Fiquei me perguntando o que leva alguém a matar um animal por esporte. Antigamente, o homem matava animais em autodefesa ou por fome. É claro que o compele caçadores esportivos hoje nada tem a ver com o que movia caçadores da era paleolítica. Hoje, caçar por esporte é uma maneira socialmente aceitável – ok, cada vez menos – para justificar o prazer de matar por matar. Isso acontece no mundo o tempo todo e dessa vez só deu treta porque o leão era conhecido. Se fosse um leão da periferia, negro, pobre e do morro, talvez fosse mais um bicho na estatística.

O que o liongate me faz pensar, na verdade, é nos leões que nós caçamos e queremos matar para equilibrar nossas faltas. É uma metáfora, claro. O único bicho que mato é barata porque senão minha mulher não consegue dormir se souber que ela escapou. Mas, sim, os nossos leões.

A vida precisa de equilíbrio psíquico. Se sobra exagero de um lado da balança é porque há uma falta que pesa no outro prato. Muito silêncio ou muito barulho sobre algo, dizia Freud, é sinal de que esse algo precisa ser ouvido. Caçar, matar um animal, sentir o prazer de tirar a vida de um bicho desnecessariamente é claramente uma compensação narcisística por alguma falta. Imagine alguém que deliberadamente mata um cachorro na rua. É lógico que isso tem o peso de algum desequilíbrio que precisa dessa overdose compensatória de gozo. Não. Isso não é normal. Se a gente pensar no processo psicodinâmico de um sujeito em paz consigo definitivamente há alguma coisa aí. Só há causa daquilo que falha.

No caso de Walter Palmer, sua forma de compensar a falta – sabe-se lá qual – é matar por esporte. Há compensações menos nocivas e outras mais, tanto para o sujeito quanto para quem o circunda. No caso de muita gente, a compensação é um cair de cabeça na religiosidade ou espiritualidade. Outros vão para drogas, álcool, sexo compulsivo. Uns compram um carrão. Tem gente que se entope de chocolate ou de sorvete. Tem gente que para de comer ou vomita o que come. Pessoas limpam casas compulsivamente para dar conta de sujeiras psíquicas. Alguns exercitam a pedofilia, o sexismo, a violência física contra si ou contra os outros.
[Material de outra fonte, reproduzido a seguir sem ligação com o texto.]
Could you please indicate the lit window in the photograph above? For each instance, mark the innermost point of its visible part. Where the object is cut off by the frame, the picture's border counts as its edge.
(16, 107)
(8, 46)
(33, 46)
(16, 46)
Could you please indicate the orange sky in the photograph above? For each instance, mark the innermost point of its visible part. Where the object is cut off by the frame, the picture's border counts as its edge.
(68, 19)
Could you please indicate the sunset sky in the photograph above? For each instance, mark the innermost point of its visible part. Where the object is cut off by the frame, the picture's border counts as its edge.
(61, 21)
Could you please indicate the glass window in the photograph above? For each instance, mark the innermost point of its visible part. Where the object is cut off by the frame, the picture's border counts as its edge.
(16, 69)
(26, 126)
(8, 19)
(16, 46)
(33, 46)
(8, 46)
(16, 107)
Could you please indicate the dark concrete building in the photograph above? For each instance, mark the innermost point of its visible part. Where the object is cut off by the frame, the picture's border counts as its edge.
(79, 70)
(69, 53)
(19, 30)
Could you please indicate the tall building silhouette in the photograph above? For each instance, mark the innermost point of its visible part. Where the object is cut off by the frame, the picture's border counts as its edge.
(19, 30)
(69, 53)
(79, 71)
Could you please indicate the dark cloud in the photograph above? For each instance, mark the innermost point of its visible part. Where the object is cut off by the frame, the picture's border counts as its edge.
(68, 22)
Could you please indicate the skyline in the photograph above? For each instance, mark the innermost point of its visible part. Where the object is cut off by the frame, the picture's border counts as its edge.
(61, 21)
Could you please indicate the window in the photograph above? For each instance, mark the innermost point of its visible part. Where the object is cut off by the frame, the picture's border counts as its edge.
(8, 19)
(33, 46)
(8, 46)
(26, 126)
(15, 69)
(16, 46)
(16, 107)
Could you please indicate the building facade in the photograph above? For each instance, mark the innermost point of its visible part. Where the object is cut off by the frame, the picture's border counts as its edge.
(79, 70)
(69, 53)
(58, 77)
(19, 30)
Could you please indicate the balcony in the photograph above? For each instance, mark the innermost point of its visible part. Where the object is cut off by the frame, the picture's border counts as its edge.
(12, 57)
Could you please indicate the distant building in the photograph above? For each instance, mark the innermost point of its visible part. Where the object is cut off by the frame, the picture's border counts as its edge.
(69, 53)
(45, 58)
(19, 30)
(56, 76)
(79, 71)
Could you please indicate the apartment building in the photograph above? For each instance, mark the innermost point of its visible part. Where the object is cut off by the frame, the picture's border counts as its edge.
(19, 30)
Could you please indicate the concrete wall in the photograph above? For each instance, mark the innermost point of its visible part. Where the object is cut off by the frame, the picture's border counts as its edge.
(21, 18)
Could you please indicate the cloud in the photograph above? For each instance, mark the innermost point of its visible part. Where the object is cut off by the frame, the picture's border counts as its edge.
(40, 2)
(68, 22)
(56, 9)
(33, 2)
Un outros destilam ódio gratuito nas redes sociais contra a Dilma ou o Lula. Tem gente que se mete de corpo e alma em campanhas sociais, ONGs, coletivos. Tem umas pessoas que viram the great outdoors e vão mochilar pelo mundo ad eternum, postando suas fotos de braços abertos na montanha para o mundo dar like. Tem gente que escreve. Há todos os tipos de leões para matar.

Que a gente precisa de equilíbrio psíquico não é lá uma grande novidade. A questão é que o desequilíbrio compensador sempre pega interna e externamente. Porque as compensações, quando não trabalhadas na sua origem, são falsas soluções. É mais ou menos como a febre. O sujeito sente febre e equilibra a temperatura do corpo com um antitérmico. Mas a febre, um desequilíbrio, precisa ser escutada. Ela está dizendo algo. Não basta combatê-la num falso equilíbrio. A febre é um desequilíbrio aliado. Da mesma forma, os excessos ou silenciamento eloquentes precisam ser ouvidos. Não é suficiente dar a dipirona das coisas para equilibrar a falta que faz o desequilíbrio. Tem de saber o que nos causa o mal-estar, pensado aqui como conceito psicanalítico.

O fato é que matar leões, até um por dia, pode não ser uma boa metáfora. Em vez de buscar a adrenalina fora talvez seja necessário buscar a endorfina dentro. A ideia não é aniquilar as questões que desequilibram – isso, penso, talvez seja um sonho impossível e algo até ruim porque eles são necessários –, mas aprender a conviver com elas sem tanto sofrimento e sem a necessidade de puxar o pino da bomba atômica para matar o mosquito. Só um detalhe: de dentro, a gente quase nunca enxerga. Daí a necessidade de uma boa terapia (aqui eu já fazendo propaganda para quando eu me formar, claro).

Clemént Rosset tem um livrinho que eu adoro: “o Real e seu duplo”. Ele diz em determina altura do texto: “Nada mais frágil do que a faculdade humana de admitir a realidade, de aceitar sem reservas a impiedosa prerrogativa do real. Essa faculdade falha tão frequentemente que parece razoável imaginar que ela não implica o reconhecimento de um direito imprescindível – o do real a ser percebido –, mas representa antes uma espécie de tolerância, condicional e provisória. O real geralmente só é admitido sobre certas condições e apenas até um certo ponto: se ele abusa e se mostra desagradável, a tolerância é suspensa”. A recusa do Real, claro, pode tomar formas muito variadas. O Real, quando teima em ser percebido, sempre poderá se mostrar em outro lugar, como numa dose a mais de álcool ou numa cabeça de um leão africano morto com um arco-e-flecha.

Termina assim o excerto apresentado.